Malaria sporozoites migrate through several cells prior to a productive invasion that involves the formation of a parasitophorous vacuole (PV) where sporozoites undergo transformation into Exo-erythorcytic forms (EEFs). The precise mechanism leading to sporozoite activation for invasion is unknown, but prior traversal of host cells is required. During cell migration sporozoites are exposed to large shifts in K(+) concentration. We report here that incubation of sporozoites to the intracellular K(+) concentration enhances 8-10 times the infectivity of Plasmodium berghei and 4-5 times the infectivity of Plasmodium yoelli sporozoites for a hepatocyte cell line, while simultaneously decreasing cell passage activity.
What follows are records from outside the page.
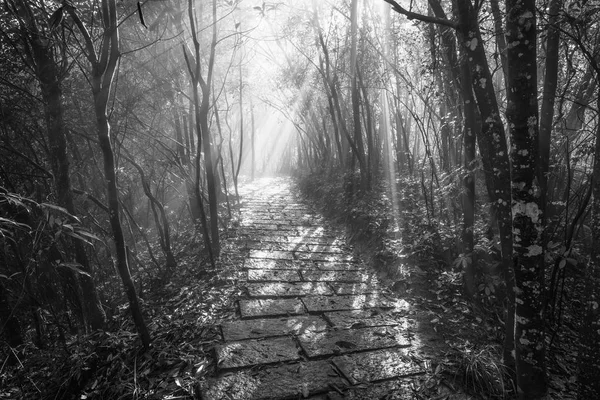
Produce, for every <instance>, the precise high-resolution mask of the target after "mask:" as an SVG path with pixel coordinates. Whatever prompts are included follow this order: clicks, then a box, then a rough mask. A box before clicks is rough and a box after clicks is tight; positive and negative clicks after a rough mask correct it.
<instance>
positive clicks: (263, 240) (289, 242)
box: [247, 235, 343, 246]
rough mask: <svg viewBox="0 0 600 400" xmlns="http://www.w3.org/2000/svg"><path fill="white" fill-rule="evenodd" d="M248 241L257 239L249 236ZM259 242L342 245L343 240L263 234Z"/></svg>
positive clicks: (260, 238)
mask: <svg viewBox="0 0 600 400" xmlns="http://www.w3.org/2000/svg"><path fill="white" fill-rule="evenodd" d="M247 240H248V241H253V242H256V241H258V240H259V239H258V238H253V237H249V238H248V239H247ZM260 241H261V242H265V243H269V242H274V243H288V244H295V245H298V244H309V245H311V244H314V245H323V246H328V245H331V246H340V245H343V241H342V240H341V239H338V238H335V237H334V238H319V237H316V238H315V237H305V236H295V235H280V236H276V235H263V236H261V237H260Z"/></svg>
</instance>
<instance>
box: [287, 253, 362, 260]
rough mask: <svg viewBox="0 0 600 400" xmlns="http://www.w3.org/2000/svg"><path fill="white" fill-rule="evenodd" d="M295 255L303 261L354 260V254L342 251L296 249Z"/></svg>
mask: <svg viewBox="0 0 600 400" xmlns="http://www.w3.org/2000/svg"><path fill="white" fill-rule="evenodd" d="M294 256H295V257H296V258H297V259H298V260H303V261H321V262H352V261H353V260H354V256H352V255H349V254H342V253H324V252H313V253H310V252H306V251H296V252H294Z"/></svg>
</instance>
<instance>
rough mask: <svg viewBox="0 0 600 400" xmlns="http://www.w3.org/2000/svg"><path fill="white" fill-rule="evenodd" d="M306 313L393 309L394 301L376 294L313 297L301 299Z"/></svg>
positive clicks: (393, 306) (322, 296)
mask: <svg viewBox="0 0 600 400" xmlns="http://www.w3.org/2000/svg"><path fill="white" fill-rule="evenodd" d="M302 301H303V302H304V305H305V306H306V309H307V310H308V312H311V313H318V312H325V311H345V310H360V309H364V308H377V307H379V308H394V307H395V306H396V305H397V302H396V301H395V300H390V299H387V298H385V297H381V296H379V295H377V294H370V295H369V294H367V295H354V296H314V297H304V298H302Z"/></svg>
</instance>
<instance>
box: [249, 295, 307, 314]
mask: <svg viewBox="0 0 600 400" xmlns="http://www.w3.org/2000/svg"><path fill="white" fill-rule="evenodd" d="M240 313H241V315H242V318H252V317H268V316H273V317H274V316H280V315H298V314H304V313H305V311H304V305H303V304H302V302H301V301H300V299H264V300H240Z"/></svg>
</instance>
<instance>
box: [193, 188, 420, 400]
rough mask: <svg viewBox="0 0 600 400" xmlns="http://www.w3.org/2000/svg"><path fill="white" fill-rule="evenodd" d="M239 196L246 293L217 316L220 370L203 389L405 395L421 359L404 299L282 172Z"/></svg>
mask: <svg viewBox="0 0 600 400" xmlns="http://www.w3.org/2000/svg"><path fill="white" fill-rule="evenodd" d="M242 196H243V198H242V204H243V209H242V221H241V225H240V228H239V229H240V235H239V237H238V239H237V240H239V244H240V245H239V248H240V250H239V251H240V252H243V254H242V255H243V260H244V261H243V267H242V268H243V271H242V274H243V280H244V282H243V286H244V287H245V296H243V297H242V298H240V299H239V301H238V311H237V317H236V319H234V320H231V321H224V322H222V324H221V328H222V339H223V340H222V342H221V343H220V344H219V345H217V347H216V348H215V352H216V356H217V366H218V376H216V377H214V378H212V379H211V380H209V382H208V384H207V385H206V387H205V388H204V389H203V393H202V398H203V399H205V400H215V399H239V400H242V399H243V400H259V399H264V400H267V399H269V400H282V399H298V398H314V399H379V398H384V397H385V398H386V399H388V398H389V399H412V398H413V396H412V392H413V389H412V387H413V383H414V382H413V381H414V380H415V379H416V378H417V377H415V375H417V376H418V375H422V374H423V373H424V371H425V369H424V366H423V365H422V363H421V362H419V360H418V359H417V358H416V357H415V356H414V353H413V351H412V350H413V347H414V345H413V343H412V339H413V337H412V335H411V329H410V328H411V321H410V320H409V319H407V318H406V314H407V310H408V304H407V303H406V302H405V301H403V300H400V299H396V298H394V297H392V296H391V295H390V293H389V292H388V291H387V290H386V289H385V288H384V287H383V286H382V285H381V284H380V282H379V281H378V279H377V276H376V274H375V272H373V271H369V270H368V269H367V268H366V267H365V266H363V265H361V264H360V263H359V262H358V261H357V260H355V259H354V256H353V253H352V249H350V248H348V247H347V246H346V245H345V241H344V239H343V235H342V233H341V232H340V231H336V230H335V229H334V228H332V227H331V226H329V225H328V224H327V223H326V221H325V220H324V219H323V217H322V216H320V215H319V214H318V213H316V212H314V211H313V210H312V209H311V207H310V206H309V205H307V204H305V203H304V202H303V201H302V200H301V199H300V198H299V197H298V196H297V195H295V194H294V193H293V190H292V182H291V179H290V178H263V179H260V180H257V181H255V182H253V183H252V184H248V185H246V186H245V187H244V188H243V190H242ZM386 396H389V397H386Z"/></svg>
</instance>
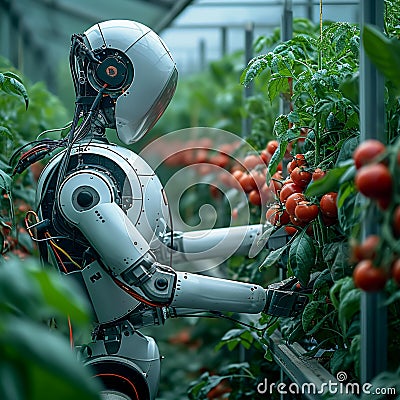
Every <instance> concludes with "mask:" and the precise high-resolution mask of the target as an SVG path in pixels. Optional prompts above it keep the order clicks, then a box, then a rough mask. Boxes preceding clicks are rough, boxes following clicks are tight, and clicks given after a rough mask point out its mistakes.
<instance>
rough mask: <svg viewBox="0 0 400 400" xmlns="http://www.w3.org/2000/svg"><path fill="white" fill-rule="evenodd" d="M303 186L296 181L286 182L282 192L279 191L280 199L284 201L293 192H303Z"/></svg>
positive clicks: (282, 189) (282, 186)
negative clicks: (302, 191) (292, 181)
mask: <svg viewBox="0 0 400 400" xmlns="http://www.w3.org/2000/svg"><path fill="white" fill-rule="evenodd" d="M302 191H303V188H302V187H301V186H299V185H296V184H295V183H294V182H285V183H284V184H283V186H282V189H281V192H280V193H279V199H280V201H281V202H282V203H284V202H285V201H286V199H287V198H288V197H289V196H290V195H291V194H293V193H301V192H302Z"/></svg>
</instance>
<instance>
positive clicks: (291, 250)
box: [289, 230, 316, 286]
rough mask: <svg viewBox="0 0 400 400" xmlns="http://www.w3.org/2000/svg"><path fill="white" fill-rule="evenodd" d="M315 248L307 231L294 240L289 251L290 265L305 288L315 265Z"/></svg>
mask: <svg viewBox="0 0 400 400" xmlns="http://www.w3.org/2000/svg"><path fill="white" fill-rule="evenodd" d="M315 256H316V251H315V246H314V241H313V239H312V238H311V237H310V236H308V235H307V233H306V232H305V230H303V231H301V232H300V233H299V234H298V236H296V237H295V239H294V240H293V243H292V245H291V246H290V250H289V264H290V267H291V268H292V271H293V273H294V275H295V276H296V278H297V279H298V280H299V282H300V283H301V284H302V285H303V286H307V284H308V282H309V280H310V273H311V270H312V268H313V267H314V265H315Z"/></svg>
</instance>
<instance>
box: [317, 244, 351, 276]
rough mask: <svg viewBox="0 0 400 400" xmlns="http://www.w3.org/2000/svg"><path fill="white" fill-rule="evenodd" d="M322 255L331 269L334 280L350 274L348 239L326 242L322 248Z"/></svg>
mask: <svg viewBox="0 0 400 400" xmlns="http://www.w3.org/2000/svg"><path fill="white" fill-rule="evenodd" d="M322 257H323V259H324V262H325V263H326V265H327V266H328V268H329V269H330V271H331V276H332V279H333V280H334V281H338V280H340V279H342V278H344V277H345V276H347V275H348V274H349V272H350V266H349V245H348V243H347V241H341V242H333V243H327V244H325V245H324V247H323V249H322Z"/></svg>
The K(+) enhancing effect was time and concentration dependent, and was significantly decreased by K(+) channel inhibitors. Potassium-treated P. berghei sporozoites also showed enhanced numbers of EEFs in non-permissive cell lines. Treated sporozoites had reduced infectivity for mice, but infectivity was enhanced upon Kupffer cell depletion. Transcriptional analysis of K(+) treated and control sporozoites revealed a high degree of correlation in their levels of gene expression, indicating that the observed phenotypic changes are not due to radical changes in gene transcription. Only seven genes were upregulated by more than two-fold in K(+) treated sporozoites. The highest level was noted in PP2C, a phosphatase known to dephosphorylate the AKT potassium channel in plants.